When I became a parent, I had no idea how hard it would be and how many impossible choices would come up every day. I had no idea how many theories of proper parenting would come into my life and frame these decisions either actively or in the background. It is an understatement to say that nothing has gone according to plan from the moment our daughter was born. Any conviction we had about "proper" parenting was quickly abandoned in the face of reality. I live in a warm home with my loving partner. Every day we can provide food for our child, and when she cried nonstop for four months, we were able to buy "miracle solution" after "miracle solution" and hold her through her cries without worrying about the police or child services intervening. The fact that she is alive is a function of the resources that we have and not of any superior parenting skills we employed. We are both lawyers and have supportive families with access to wealth. As a queer/trans, biracial couple, we have fought to hide and make visible our relationship and identities in complex and very confusing ways. Constantly navigating the bounds of queerness and presumed heterosexuality, we have opened our lives to a new dimension of people unfamiliar with our existence -- midwives, pediatricians, caretakers -- and worked to create nuance and complexity for our baby while also ensuring that she is loved and cared for even by those who might be uncomfortable with or downright disgusted by her parents.

Our journey with our daughter has not been easy, but it has been perfect.
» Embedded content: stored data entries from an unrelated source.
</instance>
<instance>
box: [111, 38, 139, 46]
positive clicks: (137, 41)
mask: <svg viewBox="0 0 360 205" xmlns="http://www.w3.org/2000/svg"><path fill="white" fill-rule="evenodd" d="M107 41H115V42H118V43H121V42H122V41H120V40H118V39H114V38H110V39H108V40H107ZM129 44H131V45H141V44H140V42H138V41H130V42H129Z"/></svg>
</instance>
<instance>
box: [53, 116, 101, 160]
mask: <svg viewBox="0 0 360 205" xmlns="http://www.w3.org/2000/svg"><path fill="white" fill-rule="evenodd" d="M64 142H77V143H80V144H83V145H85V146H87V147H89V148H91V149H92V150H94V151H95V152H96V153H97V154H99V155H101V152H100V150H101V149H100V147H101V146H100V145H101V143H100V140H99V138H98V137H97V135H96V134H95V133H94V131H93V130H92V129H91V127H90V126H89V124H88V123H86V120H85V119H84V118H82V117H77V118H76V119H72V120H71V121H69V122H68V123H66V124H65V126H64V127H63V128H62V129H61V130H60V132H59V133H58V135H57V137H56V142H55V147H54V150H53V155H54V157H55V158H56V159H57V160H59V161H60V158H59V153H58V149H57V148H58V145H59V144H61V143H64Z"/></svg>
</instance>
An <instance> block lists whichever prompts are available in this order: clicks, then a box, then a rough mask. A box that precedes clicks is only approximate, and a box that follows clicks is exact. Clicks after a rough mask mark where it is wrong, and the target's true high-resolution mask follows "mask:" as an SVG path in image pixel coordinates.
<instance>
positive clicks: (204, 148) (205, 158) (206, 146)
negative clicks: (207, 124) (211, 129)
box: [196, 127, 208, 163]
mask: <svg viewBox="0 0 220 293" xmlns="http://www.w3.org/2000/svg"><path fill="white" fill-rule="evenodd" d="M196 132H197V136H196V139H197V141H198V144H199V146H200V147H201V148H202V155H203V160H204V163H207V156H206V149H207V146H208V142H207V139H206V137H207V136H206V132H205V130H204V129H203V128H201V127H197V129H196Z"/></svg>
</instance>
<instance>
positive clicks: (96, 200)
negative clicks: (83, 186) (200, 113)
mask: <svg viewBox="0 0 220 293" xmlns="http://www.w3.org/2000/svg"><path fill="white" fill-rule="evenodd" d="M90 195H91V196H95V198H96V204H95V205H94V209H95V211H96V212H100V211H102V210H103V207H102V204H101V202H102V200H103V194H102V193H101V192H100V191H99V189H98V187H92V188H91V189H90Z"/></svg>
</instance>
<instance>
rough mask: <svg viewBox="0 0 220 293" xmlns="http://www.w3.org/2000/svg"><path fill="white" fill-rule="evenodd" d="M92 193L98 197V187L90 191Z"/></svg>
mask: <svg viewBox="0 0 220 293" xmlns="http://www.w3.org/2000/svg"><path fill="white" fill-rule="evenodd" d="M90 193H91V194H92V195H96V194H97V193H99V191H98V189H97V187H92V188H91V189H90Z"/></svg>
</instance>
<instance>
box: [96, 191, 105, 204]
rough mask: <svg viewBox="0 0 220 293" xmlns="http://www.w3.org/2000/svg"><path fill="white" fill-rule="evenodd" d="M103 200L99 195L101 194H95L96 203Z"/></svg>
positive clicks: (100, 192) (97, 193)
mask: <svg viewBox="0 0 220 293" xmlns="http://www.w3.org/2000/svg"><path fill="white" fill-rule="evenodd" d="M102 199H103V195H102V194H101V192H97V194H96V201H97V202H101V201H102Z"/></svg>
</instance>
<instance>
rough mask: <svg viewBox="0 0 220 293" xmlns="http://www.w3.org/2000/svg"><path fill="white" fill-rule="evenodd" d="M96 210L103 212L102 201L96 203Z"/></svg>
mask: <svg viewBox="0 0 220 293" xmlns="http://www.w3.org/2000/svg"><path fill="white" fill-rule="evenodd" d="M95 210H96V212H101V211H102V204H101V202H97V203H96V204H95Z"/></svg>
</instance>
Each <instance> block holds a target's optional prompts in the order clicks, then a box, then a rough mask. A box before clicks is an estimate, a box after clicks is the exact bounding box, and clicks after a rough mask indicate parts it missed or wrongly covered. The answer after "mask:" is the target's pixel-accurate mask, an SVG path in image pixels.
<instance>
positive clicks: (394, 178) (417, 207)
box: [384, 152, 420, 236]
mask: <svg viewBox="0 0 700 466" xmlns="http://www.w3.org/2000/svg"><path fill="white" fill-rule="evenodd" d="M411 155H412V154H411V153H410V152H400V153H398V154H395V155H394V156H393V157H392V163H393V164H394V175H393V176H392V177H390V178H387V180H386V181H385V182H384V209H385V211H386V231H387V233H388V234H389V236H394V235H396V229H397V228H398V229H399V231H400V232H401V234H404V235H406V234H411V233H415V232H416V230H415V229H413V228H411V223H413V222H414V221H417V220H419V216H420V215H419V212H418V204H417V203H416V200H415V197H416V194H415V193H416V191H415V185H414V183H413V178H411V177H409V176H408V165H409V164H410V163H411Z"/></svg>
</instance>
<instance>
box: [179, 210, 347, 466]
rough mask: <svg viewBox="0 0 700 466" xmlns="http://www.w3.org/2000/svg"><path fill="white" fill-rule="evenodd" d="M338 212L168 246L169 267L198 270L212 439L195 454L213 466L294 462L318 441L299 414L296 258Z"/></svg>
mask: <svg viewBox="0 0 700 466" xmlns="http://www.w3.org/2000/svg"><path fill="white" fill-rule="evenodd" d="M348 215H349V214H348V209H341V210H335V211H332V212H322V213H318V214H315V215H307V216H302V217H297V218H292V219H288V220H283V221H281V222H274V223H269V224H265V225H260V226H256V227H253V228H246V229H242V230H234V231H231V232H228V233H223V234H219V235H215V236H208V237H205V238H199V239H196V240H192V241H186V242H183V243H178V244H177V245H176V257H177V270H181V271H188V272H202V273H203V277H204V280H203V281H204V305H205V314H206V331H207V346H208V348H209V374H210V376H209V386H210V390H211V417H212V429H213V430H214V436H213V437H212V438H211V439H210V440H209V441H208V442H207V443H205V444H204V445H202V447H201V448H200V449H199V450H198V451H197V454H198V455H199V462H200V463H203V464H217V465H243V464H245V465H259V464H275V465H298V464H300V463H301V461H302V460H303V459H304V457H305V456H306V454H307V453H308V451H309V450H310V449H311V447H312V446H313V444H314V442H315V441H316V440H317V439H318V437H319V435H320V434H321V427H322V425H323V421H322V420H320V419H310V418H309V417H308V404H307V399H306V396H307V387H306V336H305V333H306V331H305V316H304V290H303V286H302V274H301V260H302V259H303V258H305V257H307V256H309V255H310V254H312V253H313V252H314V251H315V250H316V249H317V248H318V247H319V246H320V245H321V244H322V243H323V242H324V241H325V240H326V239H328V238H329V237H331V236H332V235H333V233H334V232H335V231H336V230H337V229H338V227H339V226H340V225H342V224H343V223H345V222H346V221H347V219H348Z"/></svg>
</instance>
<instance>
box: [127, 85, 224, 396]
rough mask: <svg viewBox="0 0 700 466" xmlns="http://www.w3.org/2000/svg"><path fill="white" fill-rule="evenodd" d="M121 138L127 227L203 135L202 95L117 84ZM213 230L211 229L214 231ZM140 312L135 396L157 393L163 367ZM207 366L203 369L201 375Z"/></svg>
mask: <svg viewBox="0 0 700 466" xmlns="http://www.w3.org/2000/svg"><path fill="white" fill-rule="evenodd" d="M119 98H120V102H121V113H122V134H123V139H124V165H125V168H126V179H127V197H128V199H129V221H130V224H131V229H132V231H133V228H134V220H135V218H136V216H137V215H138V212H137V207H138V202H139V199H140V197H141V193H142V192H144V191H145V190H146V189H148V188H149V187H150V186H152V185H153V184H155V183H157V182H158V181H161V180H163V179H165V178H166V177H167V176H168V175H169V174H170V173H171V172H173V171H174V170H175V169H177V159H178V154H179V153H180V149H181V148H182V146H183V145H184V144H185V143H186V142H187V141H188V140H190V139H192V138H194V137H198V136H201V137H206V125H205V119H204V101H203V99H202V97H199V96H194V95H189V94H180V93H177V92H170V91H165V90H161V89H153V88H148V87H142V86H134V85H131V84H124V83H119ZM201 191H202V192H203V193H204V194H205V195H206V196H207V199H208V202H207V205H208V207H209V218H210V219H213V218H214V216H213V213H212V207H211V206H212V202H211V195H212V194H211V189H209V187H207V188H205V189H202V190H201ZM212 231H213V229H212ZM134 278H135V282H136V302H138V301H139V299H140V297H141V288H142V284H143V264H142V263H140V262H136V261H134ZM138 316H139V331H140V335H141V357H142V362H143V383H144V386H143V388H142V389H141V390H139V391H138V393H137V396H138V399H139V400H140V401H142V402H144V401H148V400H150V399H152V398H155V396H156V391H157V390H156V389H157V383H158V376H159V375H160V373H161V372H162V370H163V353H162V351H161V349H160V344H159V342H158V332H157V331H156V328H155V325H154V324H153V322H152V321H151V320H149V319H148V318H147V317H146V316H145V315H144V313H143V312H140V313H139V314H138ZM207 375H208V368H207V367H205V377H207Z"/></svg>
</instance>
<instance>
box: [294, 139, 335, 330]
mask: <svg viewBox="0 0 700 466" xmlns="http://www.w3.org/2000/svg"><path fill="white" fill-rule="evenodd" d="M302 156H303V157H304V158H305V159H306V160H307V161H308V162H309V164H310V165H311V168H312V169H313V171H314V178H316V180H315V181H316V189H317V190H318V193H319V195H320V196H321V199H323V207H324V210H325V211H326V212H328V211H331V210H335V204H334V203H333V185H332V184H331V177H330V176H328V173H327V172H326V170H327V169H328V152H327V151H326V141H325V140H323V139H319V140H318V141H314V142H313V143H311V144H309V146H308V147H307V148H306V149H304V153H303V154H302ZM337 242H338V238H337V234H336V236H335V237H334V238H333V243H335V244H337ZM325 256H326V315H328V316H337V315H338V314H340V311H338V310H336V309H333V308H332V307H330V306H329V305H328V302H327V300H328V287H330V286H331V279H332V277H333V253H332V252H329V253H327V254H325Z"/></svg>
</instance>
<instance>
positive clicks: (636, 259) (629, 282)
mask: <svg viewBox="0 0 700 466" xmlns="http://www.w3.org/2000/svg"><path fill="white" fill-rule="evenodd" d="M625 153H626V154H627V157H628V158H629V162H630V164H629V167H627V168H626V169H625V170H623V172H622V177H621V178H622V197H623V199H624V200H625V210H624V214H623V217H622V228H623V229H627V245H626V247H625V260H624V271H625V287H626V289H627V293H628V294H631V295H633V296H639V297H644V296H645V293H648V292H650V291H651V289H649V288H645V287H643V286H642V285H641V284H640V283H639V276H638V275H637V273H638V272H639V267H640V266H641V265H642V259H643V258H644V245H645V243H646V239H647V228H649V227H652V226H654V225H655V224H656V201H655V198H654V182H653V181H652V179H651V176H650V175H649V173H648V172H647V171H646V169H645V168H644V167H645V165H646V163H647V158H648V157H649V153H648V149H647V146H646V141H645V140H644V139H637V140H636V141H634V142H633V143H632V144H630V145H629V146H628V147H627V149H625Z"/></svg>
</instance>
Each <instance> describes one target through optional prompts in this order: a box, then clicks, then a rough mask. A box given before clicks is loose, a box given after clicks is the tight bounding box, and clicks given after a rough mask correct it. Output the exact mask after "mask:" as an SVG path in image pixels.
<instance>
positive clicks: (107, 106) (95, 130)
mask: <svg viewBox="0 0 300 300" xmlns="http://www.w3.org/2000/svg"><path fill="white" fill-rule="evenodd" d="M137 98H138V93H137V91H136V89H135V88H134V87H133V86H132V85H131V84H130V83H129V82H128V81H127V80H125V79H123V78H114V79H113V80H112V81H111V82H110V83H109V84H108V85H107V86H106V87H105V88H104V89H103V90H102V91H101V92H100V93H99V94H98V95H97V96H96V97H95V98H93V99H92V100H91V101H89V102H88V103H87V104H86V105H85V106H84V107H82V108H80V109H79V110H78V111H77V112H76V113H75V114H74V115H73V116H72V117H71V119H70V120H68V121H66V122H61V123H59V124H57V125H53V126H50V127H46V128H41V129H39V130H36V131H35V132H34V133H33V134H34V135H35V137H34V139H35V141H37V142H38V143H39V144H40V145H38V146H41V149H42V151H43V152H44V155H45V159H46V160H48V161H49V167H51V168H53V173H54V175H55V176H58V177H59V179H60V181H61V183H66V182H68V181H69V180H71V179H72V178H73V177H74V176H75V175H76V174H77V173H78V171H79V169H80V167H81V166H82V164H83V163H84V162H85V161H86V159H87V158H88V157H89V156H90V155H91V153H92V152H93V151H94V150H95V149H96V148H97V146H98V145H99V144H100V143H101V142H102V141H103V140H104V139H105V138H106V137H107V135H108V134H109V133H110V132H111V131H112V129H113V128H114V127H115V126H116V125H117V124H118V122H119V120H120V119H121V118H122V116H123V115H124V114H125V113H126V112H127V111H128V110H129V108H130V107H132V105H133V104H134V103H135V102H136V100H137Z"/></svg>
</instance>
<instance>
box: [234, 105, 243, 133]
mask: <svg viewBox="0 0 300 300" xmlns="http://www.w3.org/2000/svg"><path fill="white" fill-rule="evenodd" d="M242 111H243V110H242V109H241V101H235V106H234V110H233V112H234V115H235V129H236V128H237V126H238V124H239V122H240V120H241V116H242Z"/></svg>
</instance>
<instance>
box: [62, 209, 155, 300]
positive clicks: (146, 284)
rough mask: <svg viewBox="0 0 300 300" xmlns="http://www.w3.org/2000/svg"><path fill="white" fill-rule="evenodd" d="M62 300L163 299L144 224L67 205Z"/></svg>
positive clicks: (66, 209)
My wish as a parent and as a trans person is that those of us with these privileges will stop judging each other's impossible decisions and instead leverage our power to create broader support systems that will make room for more impossible decisions to be made and more imaginative ideas regarding bodies, parenting and love to be created in the space where our judgment and divisiveness are currently eroding those possibilities.

*I use trans in the broadest sense to refer to myself as someone whose gender transgresses the expression and identity associated with my assigned sex at birth, and for others who embrace this umbrella term with its many meanings.